Was she trying to make fun of
him? . . . It was fairly insulting to place him apart from other men.
Meanwhile, with blind irrelevance, she persisted in talking about
Laurier, commenting upon his achievements.
"I do not love him, I never have loved him. Do not look so cross! How
could the poor man ever be compared with you? You must admit, though,
that his new existence is rather interesting. I rejoice in his brave
deeds as though an old friend had done them, a family visitor whom I had
not seen for a long time. . . . The poor man deserved a better fate. He
ought to have married some other woman, some companion more on a level
with his ideals. . . . I tell you that I really pity him!"
And this pity was so intense that her eyes filled with tears, awakening
the tortures of jealousy in her lover. After these interviews, Desnoyers
was more ill-tempered and despondent than ever.

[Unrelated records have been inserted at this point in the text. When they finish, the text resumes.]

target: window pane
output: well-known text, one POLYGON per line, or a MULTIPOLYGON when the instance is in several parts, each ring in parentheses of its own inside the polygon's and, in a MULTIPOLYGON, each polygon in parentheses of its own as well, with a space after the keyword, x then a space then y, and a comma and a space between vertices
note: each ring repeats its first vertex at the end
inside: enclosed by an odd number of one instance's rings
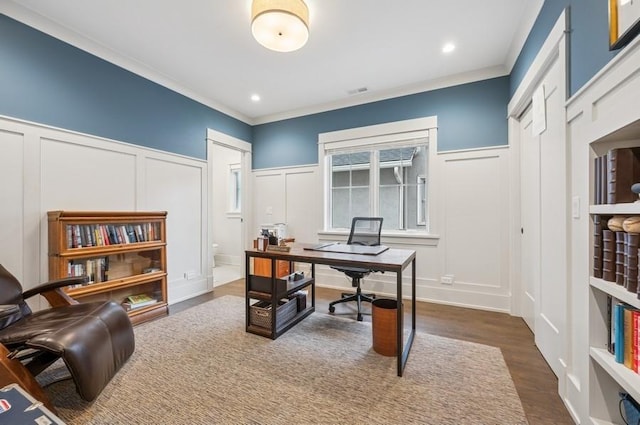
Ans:
POLYGON ((379 211, 384 229, 426 229, 418 225, 417 192, 418 175, 426 173, 426 152, 426 146, 380 150, 379 211))
POLYGON ((368 217, 369 212, 369 188, 354 188, 351 190, 351 216, 349 224, 351 227, 351 217, 368 217))
POLYGON ((351 218, 369 215, 370 152, 331 157, 331 227, 349 228, 351 218))
POLYGON ((229 174, 229 212, 240 212, 242 208, 242 180, 240 169, 232 165, 229 174))
POLYGON ((331 223, 334 228, 349 228, 351 226, 351 211, 349 188, 333 189, 331 191, 331 223))
POLYGON ((380 216, 383 229, 396 230, 400 227, 400 186, 380 186, 380 216))

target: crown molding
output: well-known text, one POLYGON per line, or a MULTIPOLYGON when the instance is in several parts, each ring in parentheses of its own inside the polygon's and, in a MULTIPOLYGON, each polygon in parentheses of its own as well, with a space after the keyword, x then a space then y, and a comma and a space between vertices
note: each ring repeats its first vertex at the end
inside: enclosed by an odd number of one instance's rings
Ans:
POLYGON ((321 112, 333 111, 336 109, 348 108, 351 106, 364 105, 381 100, 393 99, 401 96, 408 96, 447 87, 459 86, 461 84, 473 83, 476 81, 488 80, 496 77, 503 77, 505 75, 509 75, 509 72, 503 66, 484 68, 476 71, 466 72, 463 74, 450 75, 435 80, 423 81, 417 84, 397 87, 394 89, 363 93, 355 95, 353 97, 349 97, 347 99, 329 102, 322 105, 315 105, 309 108, 300 108, 278 114, 264 115, 255 118, 253 120, 253 125, 267 124, 275 121, 298 118, 305 115, 318 114, 321 112))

"I am beginning to realize that we are in a false position," he said one
morning to Argensola. "Life is going to become increasingly painful. It
is difficult to remain tranquil, continuing the same old existence in
the midst of a people at war."
His companion had about come to the same conclusion. He, too, was
beginning to feel that the life of a young foreigner in Paris was
insufferable, now that it was so upset by war.
"One has to keep showing passports all the time in order that the police
may be sure that they have not discovered a deserter.